Он все же решил взглянуть исподтишка, что написал ему сын. Как Михаил Созонтович и предполагал, тот снова приглашал отца к себе, завлекая рыбной ловлей, копченым палтусом и судаками, которые тут же были неузнаваемо нарисованы пятилетним внуком. Михаил Созонтович, конечно, отметил, что привета от невестки в конце письма, как всегда, нет, но этот укол почти компенсировался старательными каракулями внука. В целом письмо было приятное. Не поехать ли, правда?

Вот и все. Однако под конец мы все же вынуждены будем огорчить читателя этой в общем-то благополучной истории.

На рыбалку к сыну Михаил Созонтович не поедет, а поступит прямо наоборот – захворает, так что и думать забудет о всякой поездке. Сначала легонько, не на что будет и пожаловаться. Однако беспричинное недомогание для пожилого человека хуже всего. Поэтому Михаил Созонтович сильно загрустит, затоскует даже, не находя отдохновения ни в обыгрывании Евдокимова, ни в милой его сердцу служебной суете, а к зиме, не приходя в сознание о причине своей грусти, внезапно и никого не тревожа, умрет.

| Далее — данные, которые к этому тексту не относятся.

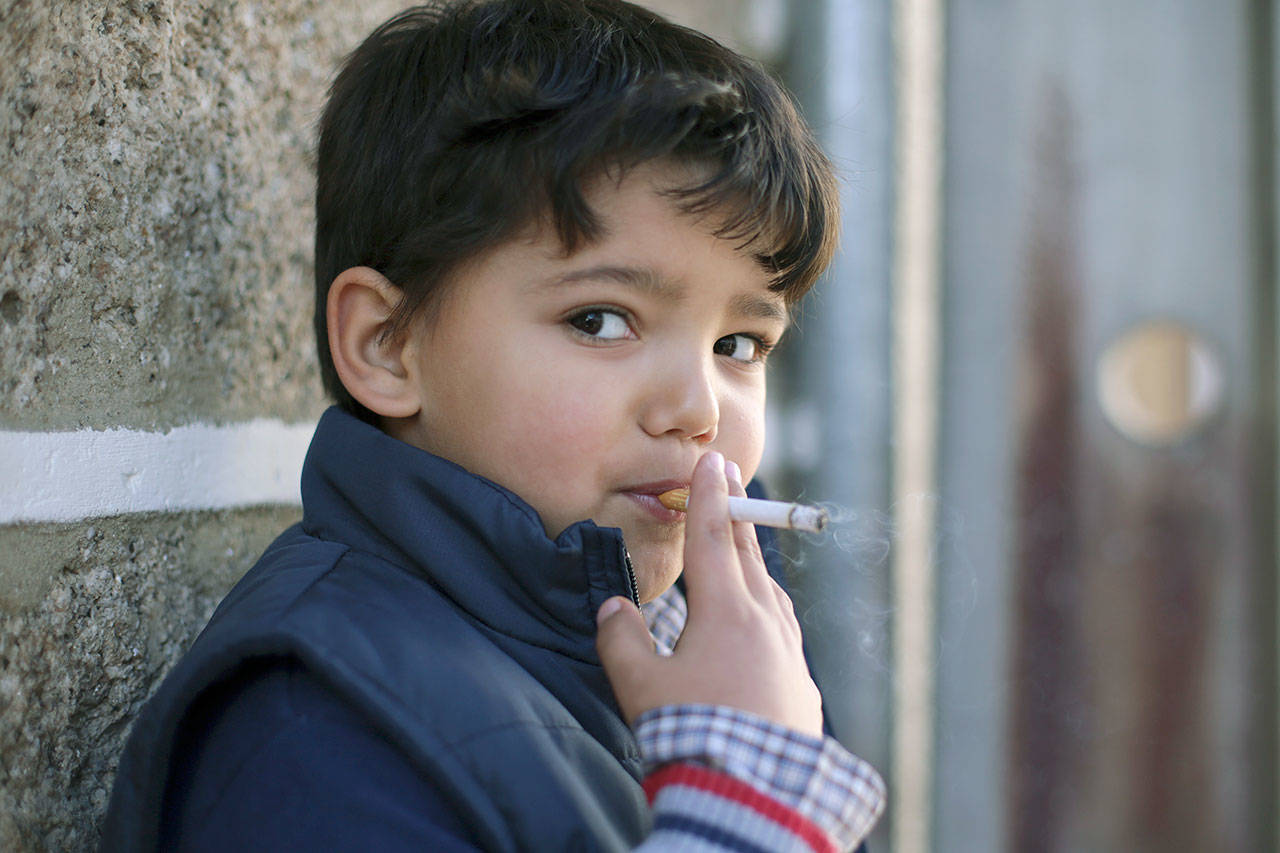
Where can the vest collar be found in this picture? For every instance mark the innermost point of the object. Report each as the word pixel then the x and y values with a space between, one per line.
pixel 476 542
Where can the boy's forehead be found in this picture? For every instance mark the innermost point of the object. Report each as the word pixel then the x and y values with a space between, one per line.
pixel 755 300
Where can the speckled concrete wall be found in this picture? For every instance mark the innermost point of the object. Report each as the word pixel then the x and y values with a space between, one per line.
pixel 155 270
pixel 155 242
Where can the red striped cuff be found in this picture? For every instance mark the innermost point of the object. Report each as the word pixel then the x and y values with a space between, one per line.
pixel 728 788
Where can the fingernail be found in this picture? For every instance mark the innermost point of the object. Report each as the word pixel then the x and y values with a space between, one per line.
pixel 607 610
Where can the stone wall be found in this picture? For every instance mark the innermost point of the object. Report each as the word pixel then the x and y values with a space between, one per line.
pixel 155 270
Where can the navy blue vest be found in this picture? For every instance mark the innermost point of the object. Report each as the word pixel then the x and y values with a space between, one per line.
pixel 433 602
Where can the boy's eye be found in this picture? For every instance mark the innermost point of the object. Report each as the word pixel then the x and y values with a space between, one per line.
pixel 743 347
pixel 600 324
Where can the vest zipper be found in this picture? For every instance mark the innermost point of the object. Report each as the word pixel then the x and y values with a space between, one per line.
pixel 631 578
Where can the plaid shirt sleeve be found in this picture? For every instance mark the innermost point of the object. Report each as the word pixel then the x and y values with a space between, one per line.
pixel 722 779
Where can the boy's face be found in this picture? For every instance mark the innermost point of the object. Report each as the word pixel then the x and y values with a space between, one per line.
pixel 588 384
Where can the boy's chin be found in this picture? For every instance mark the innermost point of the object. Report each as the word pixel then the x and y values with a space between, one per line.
pixel 656 571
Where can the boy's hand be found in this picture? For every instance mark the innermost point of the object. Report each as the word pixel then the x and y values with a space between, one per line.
pixel 741 643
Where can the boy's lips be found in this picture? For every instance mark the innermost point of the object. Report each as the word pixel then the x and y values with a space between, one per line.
pixel 645 495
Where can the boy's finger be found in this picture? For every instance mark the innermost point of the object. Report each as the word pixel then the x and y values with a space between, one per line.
pixel 712 568
pixel 626 651
pixel 748 544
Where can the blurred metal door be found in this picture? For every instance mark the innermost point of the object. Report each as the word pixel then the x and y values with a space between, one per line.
pixel 1104 652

Жаль, конечно, старика. Ну да ведь, с другой стороны, надо и честь знать – возраст-то какой!

2

И было утро, и было молоко…

Тетя Поля была маленькая старушка с запеченным лицом, на котором едва угадывались выцветшие васильковые глаза. Было ей, вероятно, около сорока. Губы тети Поли были собраны в маленький подрагивающий цветок с завернутыми внутрь лепестками. Всем своим замкнутым видом цветок говорил: вы городские, чистые – куда нам до вас? Еще он говорил, что тетя Поля в жизни подолгу молчала и жизнь ее была трудной.

А может быть и так, что она была просто злой старухой и никого не любила, всем улыбаясь при этом едва приметными глазками. Я не знаю. Я в то время в старушках еще не разбирался.

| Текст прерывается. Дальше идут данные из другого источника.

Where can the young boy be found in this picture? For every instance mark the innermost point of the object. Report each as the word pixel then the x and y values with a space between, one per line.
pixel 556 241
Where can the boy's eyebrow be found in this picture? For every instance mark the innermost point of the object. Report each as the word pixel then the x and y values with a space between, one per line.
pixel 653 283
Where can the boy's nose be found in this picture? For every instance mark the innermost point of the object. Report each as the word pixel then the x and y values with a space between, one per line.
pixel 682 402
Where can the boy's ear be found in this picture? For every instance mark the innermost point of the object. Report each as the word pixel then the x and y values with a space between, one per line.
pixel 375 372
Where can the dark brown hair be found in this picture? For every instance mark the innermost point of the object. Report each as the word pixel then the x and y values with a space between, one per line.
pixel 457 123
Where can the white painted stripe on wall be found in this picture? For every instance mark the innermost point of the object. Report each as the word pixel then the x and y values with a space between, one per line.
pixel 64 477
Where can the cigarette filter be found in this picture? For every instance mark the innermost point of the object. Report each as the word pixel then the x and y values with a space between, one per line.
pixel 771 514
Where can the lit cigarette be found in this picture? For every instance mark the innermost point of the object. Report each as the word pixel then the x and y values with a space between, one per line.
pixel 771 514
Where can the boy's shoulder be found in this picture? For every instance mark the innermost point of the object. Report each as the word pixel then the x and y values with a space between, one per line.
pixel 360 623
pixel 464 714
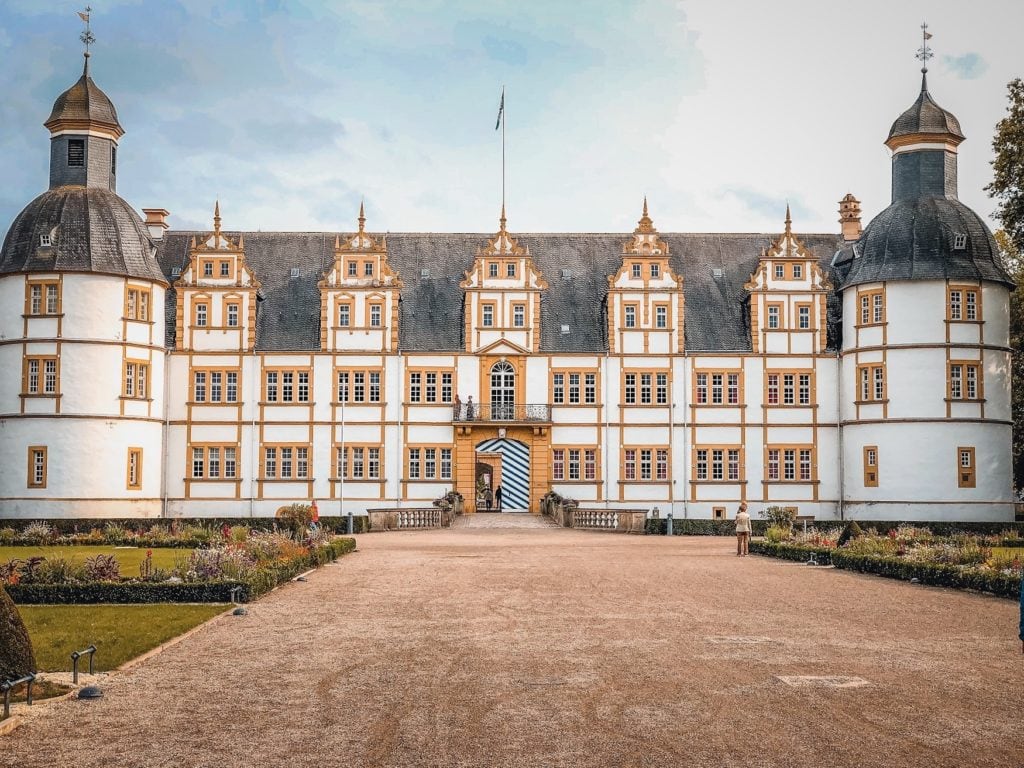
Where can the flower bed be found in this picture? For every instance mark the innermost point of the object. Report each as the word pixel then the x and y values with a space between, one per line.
pixel 987 563
pixel 255 566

Впрочем, дело-то как раз в том, что никакой тети Поли вначале не было, я даже не подозревал тогда о ее существовании. Поэтому все это надо на некоторое время забыть, а начало будет таким.

…И была ночь. И было утро. И было молоко. Оно ожидало меня каждое утро в банке под дверью нашей коммунальной квартиры. Это было обыкновенно, как всякая радость и всякое добро в первом детстве, когда нет еще различия между понятиями «дар» и «долг». Просто так было всегда от начала моего веку.

С вечера мама выставляла пустую банку, а утром она была уже с молоком. Она наполнялась молоком так же незаметно и естественно, как комната во время сна наполняется светом. Любознательности, в нашем взрослом понимании, в младенчестве еще не существует, мир воспринимается как счастливая данность. Таращишься, конечно, на осветившееся вдруг во мраке окно, но не спрашиваешь ведь, как это утро в очередной раз к нам попало.

Это относилось и к молоку.

Разница была только в том, что утро было для всех, а молоко специально для меня. Молоко было подлинным свидетельством того, что меня ждали.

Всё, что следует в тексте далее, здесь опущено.